SUL “TATAMI” IRAN E ISRAELE SI INCONTRANO IN PACE
Nattiv e Amir girano uno “sport movie” che inneggia ai diritti umani: era ora
ACCLAMATI, MINACCIATI, puniti. Altrimenti auto-esiliati. Con quest’ordine procede il trattamento degli atleti iraniani da parte del patrio regime islamico, specie di fronte a una possibile sfida sportiva con Israele, il nemico (sempre più) giurato. Dunque ben venga il Tatami judo-cinematografico che tale sfida trasforma in felice incontro di regia, laddove l’israeliano Guy Nattiv e l’attrice neo-regista iraniana Zar Amir (per la Bbc tra le 100 donne più influenti e ispiratrici del 2022) si uniscono a co-firmare un thriller politico che viaggia alto, oltre ogni chiasso mediatico, retorico e propagandistico. Perché l’arte anche a questo risponde, nella rappresentazione di un racconto verosimile che tante storie vere racchiude e simboleggia. Come quella, appunto, della judoca Leila, capitana della squadra d’iran, forte candidata all’oro mondiale ai giochi di Tiblisi. Con la sua coach Maryam viene intimata a ritirarsi dal torneo inscenando un infortunio: come uscire da un cul de sac rischioso per la vita propria e dei famigliari pur volendo difendere la sacrosanta libertà a gareggiare? Il dilemma diviene quello di un popolo vessato, di donne massacrate quando “disobbedienti”, della Storia scritta da regimi e dittature che si ripropongono.

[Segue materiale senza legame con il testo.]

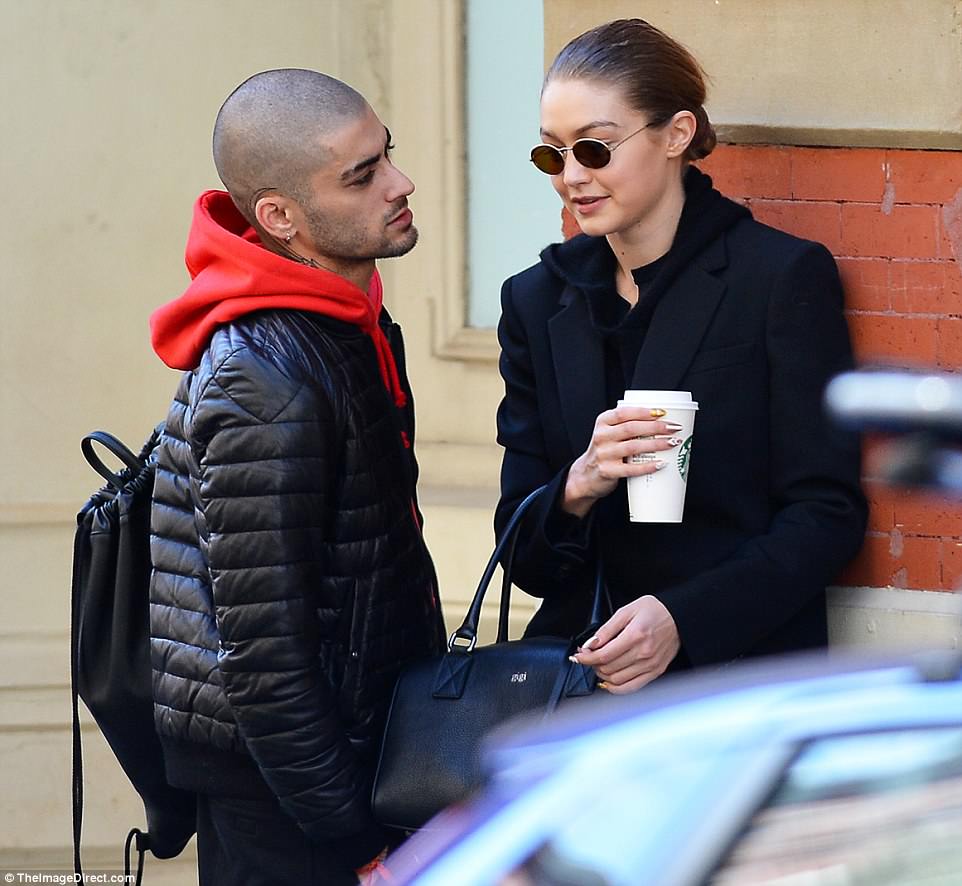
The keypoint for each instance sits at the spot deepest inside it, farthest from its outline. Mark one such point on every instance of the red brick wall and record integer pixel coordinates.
(893, 219)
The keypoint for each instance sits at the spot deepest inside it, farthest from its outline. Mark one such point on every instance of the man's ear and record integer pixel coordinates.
(275, 215)
(681, 130)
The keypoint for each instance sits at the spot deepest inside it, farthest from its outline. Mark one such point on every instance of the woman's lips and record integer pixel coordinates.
(402, 218)
(587, 205)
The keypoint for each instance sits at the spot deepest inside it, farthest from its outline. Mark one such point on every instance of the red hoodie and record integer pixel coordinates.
(233, 275)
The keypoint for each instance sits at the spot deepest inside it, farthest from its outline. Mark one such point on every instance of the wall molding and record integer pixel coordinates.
(749, 134)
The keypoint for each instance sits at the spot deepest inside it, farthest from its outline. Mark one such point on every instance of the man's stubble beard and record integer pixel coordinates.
(348, 247)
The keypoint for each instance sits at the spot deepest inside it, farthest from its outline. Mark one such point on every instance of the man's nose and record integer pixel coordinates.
(573, 173)
(401, 186)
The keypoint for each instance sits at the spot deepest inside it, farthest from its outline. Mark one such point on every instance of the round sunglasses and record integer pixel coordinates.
(589, 152)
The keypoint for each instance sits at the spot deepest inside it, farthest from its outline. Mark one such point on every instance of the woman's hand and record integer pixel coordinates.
(633, 647)
(618, 435)
(374, 872)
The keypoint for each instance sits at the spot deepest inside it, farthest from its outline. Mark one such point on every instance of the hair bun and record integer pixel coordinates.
(705, 139)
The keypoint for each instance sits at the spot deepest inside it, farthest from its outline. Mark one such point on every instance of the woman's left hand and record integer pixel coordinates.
(633, 647)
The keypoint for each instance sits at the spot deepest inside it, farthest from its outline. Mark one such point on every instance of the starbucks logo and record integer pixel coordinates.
(684, 456)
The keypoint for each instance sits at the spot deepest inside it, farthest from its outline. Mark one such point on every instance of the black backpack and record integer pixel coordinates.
(110, 647)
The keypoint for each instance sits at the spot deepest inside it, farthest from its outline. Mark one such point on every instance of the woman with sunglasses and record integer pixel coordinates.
(671, 286)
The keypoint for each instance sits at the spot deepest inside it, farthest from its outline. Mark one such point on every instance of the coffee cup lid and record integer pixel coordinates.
(661, 399)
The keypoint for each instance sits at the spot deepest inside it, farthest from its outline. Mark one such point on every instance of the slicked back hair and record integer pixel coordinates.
(268, 132)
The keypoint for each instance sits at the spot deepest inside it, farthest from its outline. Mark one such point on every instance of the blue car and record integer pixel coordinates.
(800, 772)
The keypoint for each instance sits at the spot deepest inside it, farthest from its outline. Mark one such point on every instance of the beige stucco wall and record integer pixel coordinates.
(858, 72)
(109, 106)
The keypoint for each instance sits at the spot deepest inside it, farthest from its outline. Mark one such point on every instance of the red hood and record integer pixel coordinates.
(233, 275)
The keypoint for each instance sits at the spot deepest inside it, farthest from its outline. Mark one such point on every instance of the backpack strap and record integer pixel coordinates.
(77, 774)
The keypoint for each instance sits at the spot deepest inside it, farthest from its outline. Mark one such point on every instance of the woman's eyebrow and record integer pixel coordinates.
(594, 124)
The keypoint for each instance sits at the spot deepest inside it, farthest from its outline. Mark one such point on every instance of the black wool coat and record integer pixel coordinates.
(753, 327)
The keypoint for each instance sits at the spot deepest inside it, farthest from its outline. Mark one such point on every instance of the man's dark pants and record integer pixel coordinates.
(243, 842)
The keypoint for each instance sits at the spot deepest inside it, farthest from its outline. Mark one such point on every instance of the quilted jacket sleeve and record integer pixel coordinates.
(265, 442)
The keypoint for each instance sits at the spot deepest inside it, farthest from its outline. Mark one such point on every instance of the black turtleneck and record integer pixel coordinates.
(622, 327)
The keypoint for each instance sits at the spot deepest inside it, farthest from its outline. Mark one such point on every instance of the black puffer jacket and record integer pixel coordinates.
(290, 580)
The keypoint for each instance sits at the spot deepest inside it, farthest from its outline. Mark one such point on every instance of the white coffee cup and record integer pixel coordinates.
(659, 497)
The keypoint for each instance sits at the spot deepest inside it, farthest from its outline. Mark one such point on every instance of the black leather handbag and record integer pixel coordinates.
(443, 706)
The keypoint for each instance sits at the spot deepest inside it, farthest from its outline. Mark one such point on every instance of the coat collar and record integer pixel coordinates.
(677, 328)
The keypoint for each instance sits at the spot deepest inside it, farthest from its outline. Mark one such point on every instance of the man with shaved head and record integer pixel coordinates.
(291, 581)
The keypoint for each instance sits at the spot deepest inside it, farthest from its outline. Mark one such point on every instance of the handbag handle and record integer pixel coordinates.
(111, 443)
(468, 631)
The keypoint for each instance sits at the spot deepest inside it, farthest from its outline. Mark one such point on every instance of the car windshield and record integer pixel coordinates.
(876, 809)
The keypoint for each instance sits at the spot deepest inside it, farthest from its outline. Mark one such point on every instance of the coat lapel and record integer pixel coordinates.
(680, 321)
(579, 368)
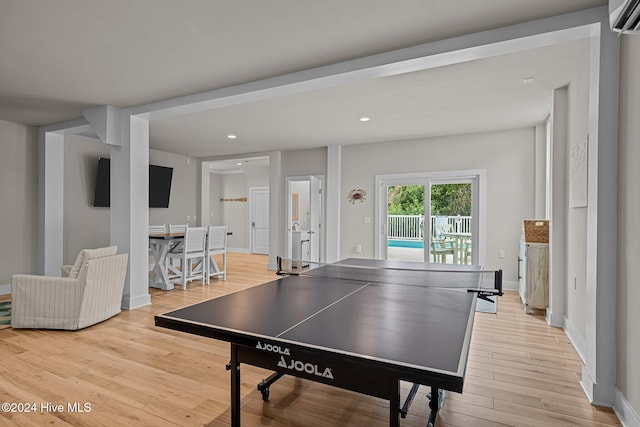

Sport movie che inneggia ai diritti umani e civili, Tatami unisce alla voglia di riscatto personale dell’eroina velata quella di un’identità in fase evolutiva, fisica e arrabbiata di chi è chiamato a combattere – in primis – contro se stesso, orfano di “madre-patria”.
Girato in un eloquente bianco&nero e nell’unità spaziale del palazzetto dello sport, il film viaggia deciso e compatto dentro alla spirale infernale delle due protagoniste che, tra un flashback e uno sguardo al futuro, segnano il passo a chi ancora non ha avuto il coraggio di compierlo.